We are all complicit in our own suffering.
According to my Social Psychology lecturer, Instagram encourages ‘upwards comparisons’ against people we consider better than us, which work to worsen our own self-evaluations. In the other direction are ‘downwards comparisons’ against people we believe we are better than, which increase our self-evaluations. It is important to recognise we are all complicit in the supply of envy, some more than others of course. Psychology professor, Ethan Kross, has dedicated his career to studying the impact of social media on our wellbeing. We are constantly bombarded by “Photoshopped lives”, he says, “and that exerts a toll on us the likes of which we have never experienced in the history of our species – and it is not particularly pleasant.”

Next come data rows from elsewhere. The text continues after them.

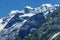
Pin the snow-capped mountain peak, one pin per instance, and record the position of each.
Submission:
(25, 21)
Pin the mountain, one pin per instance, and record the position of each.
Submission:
(19, 25)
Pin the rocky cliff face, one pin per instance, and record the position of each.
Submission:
(40, 23)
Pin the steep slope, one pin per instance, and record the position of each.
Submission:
(20, 24)
(49, 30)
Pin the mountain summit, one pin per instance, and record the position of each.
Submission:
(18, 25)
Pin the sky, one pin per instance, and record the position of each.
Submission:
(8, 5)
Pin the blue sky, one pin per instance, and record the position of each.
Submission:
(7, 5)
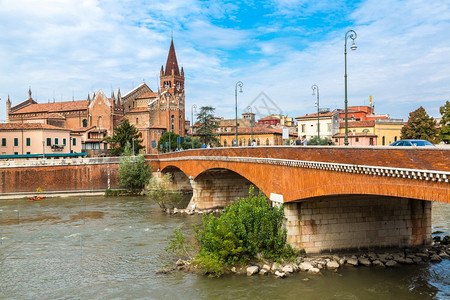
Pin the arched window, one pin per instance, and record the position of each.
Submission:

Staying in one’s own lane is a start.
It’s very hard to eliminate such comparisons altogether. The self-evaluation maintenance model, proposed by Abraham Tesser in 1988, assumes humans are predisposed to self-evaluate via comparisons with others. Though, bringing mindfulness to this natural process is important. My lecturer offers two more positive uses of envy. Firstly, she suggests we pick up our envy in our hands and turn it around to gaze at it from every angle. In taking in the detail of the feeling, one might be able to identify the specific cause of longing and let this guide reflection about what they really want out of their own life. The specifics will hopefully illustrate one’s own desires and goals. For example, my feeling envious of a friend succeeding in her artform might signify I want to pursue my passion for writing more than I currently am. My lecturer stresses we should avoid comparison with others where we can, though she acknowledges this is easier said than done. She instead offers the much healthier practice of ‘temporal comparison’. This involves comparing your current way of being to an old version of yourself and asking if and how you have changed, grown, developed, learnt, or remained the same. This staying in one’s ‘own lane’ is the most relevant and productive form of comparison.
Remember: It does not mean you are less worthy or less of a person.
I feel enlightened by my lecturer’s advice. I am working towards a philosophy of sorts. I don’t want to live under the guise of other people’s flawless, filtered lives. What is the point? Who, in the end, wins from this behaviour? There are no winners, the outcome is a life empty of meaning and a never-ending feeling of inadequacy. This morning, I set out for an early walk before I am due to commence work at 8.30. I am walking from my small studio in Richmond to my friend’s house in Carlton North where I left my car last night. Walking through the various postcodes I’d like to call my own, I feel the envy creep in and fill my body. I take it in my hands and turn it around to inspect its texture. It takes time and practice to recognise that someone has something I want while at the same time recognising, I can survive -thrive even- without it. I must remind myself that not having it, does not make me less worthy or less of a person.